If one is to conjecture what the state of things will be a month or six weeks hence, one may "guess" that McClellan will be at Richmond, having very probably got there without much real fighting. I doubt his getting farther this summer, if so far....
The campaign will not be pushed with any vigour during the summer. It may be begun again in the Autumn. Thus, so far as Trade and Cotton are concerned, we may be next Autumn, just in the situation we are now. If the South really defeated either or both the Armies opposed to them I think it would disgust the North with the war, rather than excite them to fresh efforts. If the armies suffer much from disease, recruiting will become difficult. The credit of the Government has hitherto been wonderfully kept up, but it would not stand a considerable reverse in the field. It is possible, under such circumstances that a Peace Party might arise; and perhaps just possible that England and France might give weight to such a Party[628]."
In brief, Lyons was all against either intervention or mediation unless a strong reaction toward peace should come in the North, and even then regarded the wisdom of such a policy as only "just possible." Nor was Russell inclined to depart from established policy. He wrote to Lyons at nearly the same time:
"The news from York Town, New Orleans, and Corinth seems to portend the conquest of the South. We have now to see therefore, whether a few leaders or the whole population entertain those sentiments of alienation and abhorrence which were so freely expressed to M. Mercier by the Confederate Statesmen at Richmond. I know not how to answer this question. But there are other questions not less important to be solved in the North. Will the Abolitionists succeed in proclaiming freedom to the Slaves of all those who have resisted? I guess not.

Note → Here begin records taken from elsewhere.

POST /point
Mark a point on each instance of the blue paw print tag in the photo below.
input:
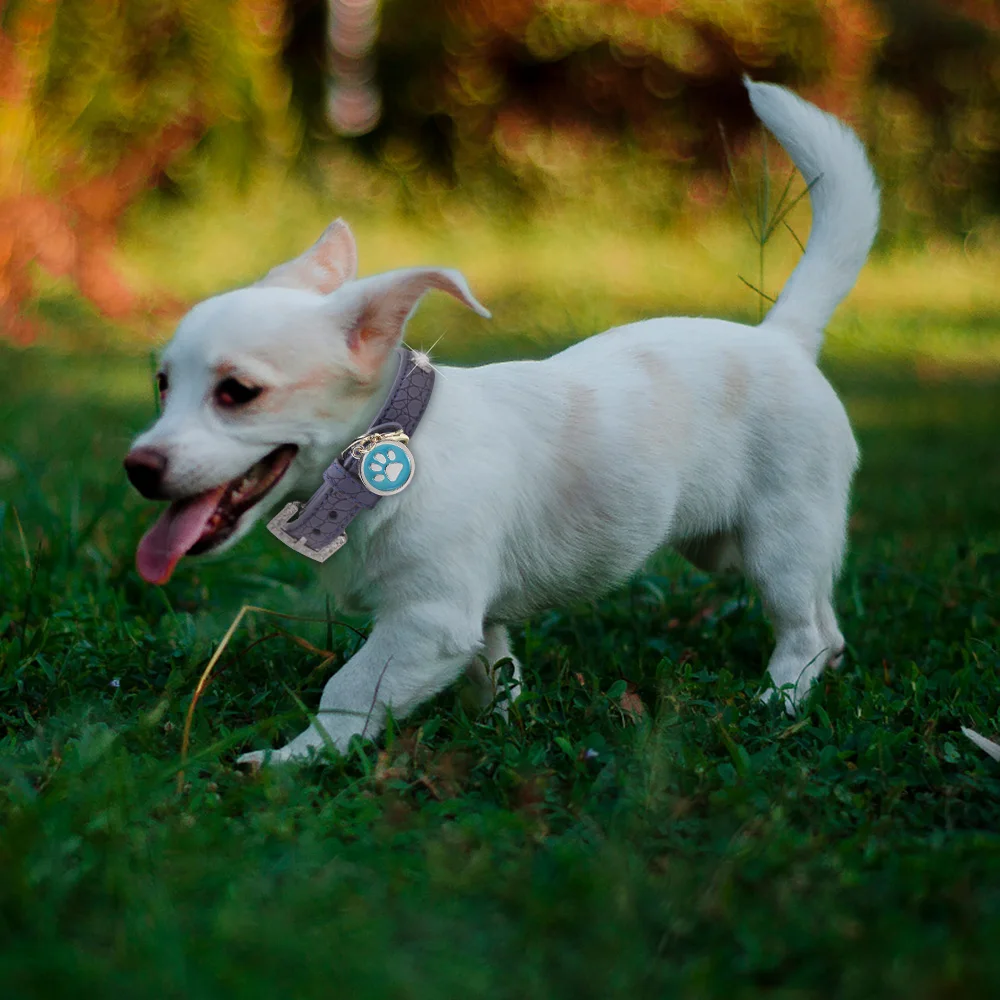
(387, 468)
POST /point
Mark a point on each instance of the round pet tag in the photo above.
(387, 468)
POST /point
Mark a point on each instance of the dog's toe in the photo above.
(252, 761)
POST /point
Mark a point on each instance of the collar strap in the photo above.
(317, 529)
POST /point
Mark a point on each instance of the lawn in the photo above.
(640, 827)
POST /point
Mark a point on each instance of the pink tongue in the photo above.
(178, 528)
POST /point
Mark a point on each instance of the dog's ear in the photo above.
(330, 262)
(373, 312)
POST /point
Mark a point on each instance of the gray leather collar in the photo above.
(317, 529)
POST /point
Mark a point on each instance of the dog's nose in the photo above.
(144, 468)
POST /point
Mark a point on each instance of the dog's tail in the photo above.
(845, 207)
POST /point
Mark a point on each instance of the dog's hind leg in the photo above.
(410, 655)
(793, 555)
(488, 674)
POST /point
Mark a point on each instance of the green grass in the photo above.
(712, 848)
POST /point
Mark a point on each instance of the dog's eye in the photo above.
(230, 392)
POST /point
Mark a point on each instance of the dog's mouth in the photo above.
(201, 523)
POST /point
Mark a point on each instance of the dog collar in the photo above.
(375, 465)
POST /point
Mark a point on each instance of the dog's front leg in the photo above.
(410, 655)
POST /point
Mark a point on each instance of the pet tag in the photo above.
(387, 468)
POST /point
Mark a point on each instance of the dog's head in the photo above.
(263, 386)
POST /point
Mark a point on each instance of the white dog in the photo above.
(538, 482)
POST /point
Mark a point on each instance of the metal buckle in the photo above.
(277, 528)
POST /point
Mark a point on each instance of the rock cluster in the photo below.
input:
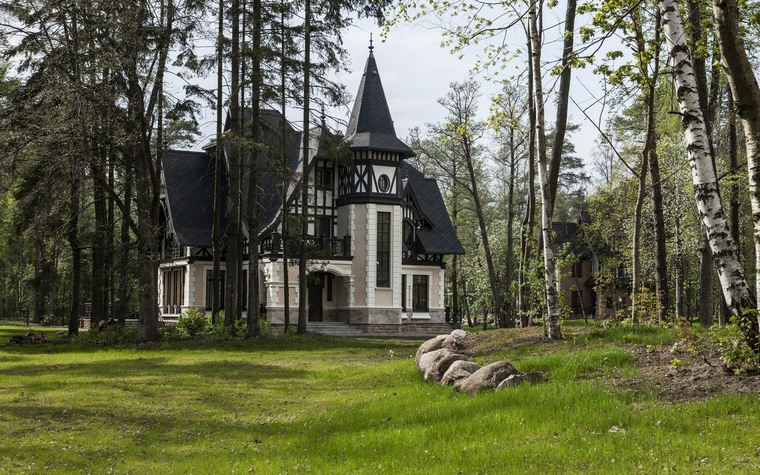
(440, 359)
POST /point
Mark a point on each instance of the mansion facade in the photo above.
(378, 229)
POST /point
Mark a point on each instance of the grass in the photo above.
(320, 405)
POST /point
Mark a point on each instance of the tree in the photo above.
(730, 272)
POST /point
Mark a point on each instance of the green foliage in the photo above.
(648, 307)
(241, 327)
(735, 353)
(349, 406)
(50, 320)
(112, 335)
(192, 322)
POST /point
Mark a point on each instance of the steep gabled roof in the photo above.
(439, 237)
(371, 125)
(189, 178)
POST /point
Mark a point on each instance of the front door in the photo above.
(315, 297)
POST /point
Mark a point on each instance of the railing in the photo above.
(316, 246)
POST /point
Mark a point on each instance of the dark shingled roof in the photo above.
(371, 125)
(190, 185)
(190, 193)
(438, 237)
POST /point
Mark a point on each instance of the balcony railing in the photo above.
(317, 247)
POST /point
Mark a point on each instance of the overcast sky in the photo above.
(416, 72)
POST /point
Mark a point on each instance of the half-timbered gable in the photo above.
(378, 230)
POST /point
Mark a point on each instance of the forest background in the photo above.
(85, 114)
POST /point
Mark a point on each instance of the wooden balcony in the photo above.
(316, 247)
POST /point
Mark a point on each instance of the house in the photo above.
(596, 284)
(378, 229)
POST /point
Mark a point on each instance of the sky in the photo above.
(415, 72)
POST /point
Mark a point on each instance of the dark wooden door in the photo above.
(315, 297)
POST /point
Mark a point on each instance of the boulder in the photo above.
(435, 363)
(458, 371)
(441, 341)
(428, 346)
(487, 377)
(459, 336)
(517, 379)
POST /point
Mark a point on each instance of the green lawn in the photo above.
(321, 405)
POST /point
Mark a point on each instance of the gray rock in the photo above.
(518, 379)
(459, 336)
(441, 341)
(428, 346)
(487, 377)
(458, 371)
(435, 363)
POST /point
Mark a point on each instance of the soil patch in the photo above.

But then the Union will be restored with its old disgrace and its old danger. I confess I do not see any way to any fair solution except separation--but that the North will not hear of--nor in the moment of success would it be of any use to give them unpalatable advice[629]."
Two days preceding this letter, Thouvenel, at last fully informed of Mercier's trip to Richmond, instructed him that France had no intention to depart from her attitude of strict neutrality and that it was more than ever necessary to wait events[630].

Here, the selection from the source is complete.